And should another conflict break out between Israel and the Shiite militia, it would be “much faster” than the 34-day war of 2006, said the official, who asked not to be identified.

Any military strike on Iran’s nuclear facilities would likely spark a deadly response from its ally Hezbollah, whose leader Hassan Nasrallah warned on Friday that its missiles could strike anywhere inside the Jewish state.

But senior military officials do not believe Nasrallah wants another war with Israel and would only attack as a direct result of orders from Tehran.

“The biggest spending of Iran in 30 years has been on the nuclear program, and Hezbollah is the second,” the Israeli official told AFP, adding that Tehran’s aim was to create “Iranian footprints near the border with Israel.”

“If something would happen in Iran, it’s a tool that they can use in all kinds of scenarios,” he said.

“They (Iran) have so many high-ranking officials in Lebanon. I don’t think this is a decision of Nasrallah — he will get orders. That’s why he was created,” said the official.

“If you ask Nasrallah today, he would say ‘no’ (to a new war with Israel) but I don’t think that’s his call,” he said. “Nasrallah understood the power of Israel and he is still licking his wounds.”
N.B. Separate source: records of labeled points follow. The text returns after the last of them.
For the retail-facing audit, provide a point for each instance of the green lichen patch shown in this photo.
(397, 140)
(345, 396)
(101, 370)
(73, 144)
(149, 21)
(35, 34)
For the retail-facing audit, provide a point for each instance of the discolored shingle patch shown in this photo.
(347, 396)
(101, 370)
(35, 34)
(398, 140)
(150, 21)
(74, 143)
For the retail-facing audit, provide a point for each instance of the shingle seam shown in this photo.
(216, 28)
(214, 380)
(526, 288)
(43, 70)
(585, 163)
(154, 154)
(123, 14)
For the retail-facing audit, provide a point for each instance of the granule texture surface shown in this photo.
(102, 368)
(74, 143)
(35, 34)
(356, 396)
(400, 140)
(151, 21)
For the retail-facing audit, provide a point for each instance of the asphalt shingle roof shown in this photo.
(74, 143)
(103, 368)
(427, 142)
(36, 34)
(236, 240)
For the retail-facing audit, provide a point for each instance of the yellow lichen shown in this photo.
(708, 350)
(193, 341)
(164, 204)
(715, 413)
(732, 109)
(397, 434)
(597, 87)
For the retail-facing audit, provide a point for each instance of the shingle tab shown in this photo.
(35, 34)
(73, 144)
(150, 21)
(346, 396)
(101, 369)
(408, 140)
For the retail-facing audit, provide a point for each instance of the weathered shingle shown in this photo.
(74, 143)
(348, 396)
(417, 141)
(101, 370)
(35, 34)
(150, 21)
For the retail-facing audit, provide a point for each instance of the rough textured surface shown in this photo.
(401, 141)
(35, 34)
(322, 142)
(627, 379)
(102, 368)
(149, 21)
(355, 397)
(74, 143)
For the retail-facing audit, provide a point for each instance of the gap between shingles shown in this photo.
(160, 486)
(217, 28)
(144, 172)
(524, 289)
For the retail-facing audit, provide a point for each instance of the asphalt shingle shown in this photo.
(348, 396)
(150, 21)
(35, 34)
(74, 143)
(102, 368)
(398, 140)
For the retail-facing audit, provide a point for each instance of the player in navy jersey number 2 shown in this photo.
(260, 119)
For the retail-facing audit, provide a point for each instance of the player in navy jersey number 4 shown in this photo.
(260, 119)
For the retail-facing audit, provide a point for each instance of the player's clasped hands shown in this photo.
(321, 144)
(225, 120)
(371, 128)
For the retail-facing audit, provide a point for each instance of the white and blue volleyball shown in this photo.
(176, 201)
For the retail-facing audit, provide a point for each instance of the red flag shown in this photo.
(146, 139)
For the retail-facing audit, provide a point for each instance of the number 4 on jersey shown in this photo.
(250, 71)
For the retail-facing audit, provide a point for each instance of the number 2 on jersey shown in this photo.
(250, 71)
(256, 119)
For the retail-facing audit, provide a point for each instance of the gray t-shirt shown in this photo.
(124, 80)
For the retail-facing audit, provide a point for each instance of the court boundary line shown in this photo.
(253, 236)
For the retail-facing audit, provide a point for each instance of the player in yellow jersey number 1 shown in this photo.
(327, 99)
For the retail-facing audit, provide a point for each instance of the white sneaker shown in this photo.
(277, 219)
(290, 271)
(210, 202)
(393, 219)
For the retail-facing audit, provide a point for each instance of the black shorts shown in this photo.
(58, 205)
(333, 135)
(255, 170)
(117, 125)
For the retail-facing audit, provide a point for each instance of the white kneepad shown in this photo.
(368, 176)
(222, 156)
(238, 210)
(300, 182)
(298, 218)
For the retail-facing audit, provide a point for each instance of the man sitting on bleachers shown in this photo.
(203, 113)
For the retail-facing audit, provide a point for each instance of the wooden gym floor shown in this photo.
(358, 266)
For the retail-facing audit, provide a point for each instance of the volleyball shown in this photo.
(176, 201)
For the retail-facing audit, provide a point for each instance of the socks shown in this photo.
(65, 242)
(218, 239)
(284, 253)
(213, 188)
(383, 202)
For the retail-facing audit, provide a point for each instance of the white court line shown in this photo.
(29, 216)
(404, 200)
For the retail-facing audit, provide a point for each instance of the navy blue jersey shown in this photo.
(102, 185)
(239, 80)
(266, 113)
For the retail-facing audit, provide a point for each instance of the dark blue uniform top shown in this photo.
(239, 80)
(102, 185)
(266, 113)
He said other scenarios which could spark a new conflict between Israel and Hezbollah include an attack on Israelis abroad or the transfer to Hezbollah of chemical weapons from Syria, in the midst of its brutal crackdown on protests.

Any new confrontation would likely be over much faster than the 34-day conflict which erupted in July 2006, said the military official for the northern region which borders Israel.

“This will be much shorter, much faster than the month” it took last time, he said. “The most important mission today is to win decisively in any kind of war in Lebanon. If you win, you win — everybody sees it.”

He said Israel’s biggest challenge in any new conflict would be Hezbollah’s positioning of weapons in the heart of civilian areas in around 100 Lebanese towns and villages along the border.

“In the villages there are three-story houses: on one floor there are rockets, then there is a family on the next floor, then a (military) headquarters then another family. The people that live there are human shields,” he said.

“Every Shiite village has become such a compound. The great challenge will be to deal with all these compounds.”

The Jewish state fought a devastating war against Hezbollah in 2006 that cost the lives of 1,200 people in Lebanon, mainly civilians, and 160 Israelis, mostly soldiers.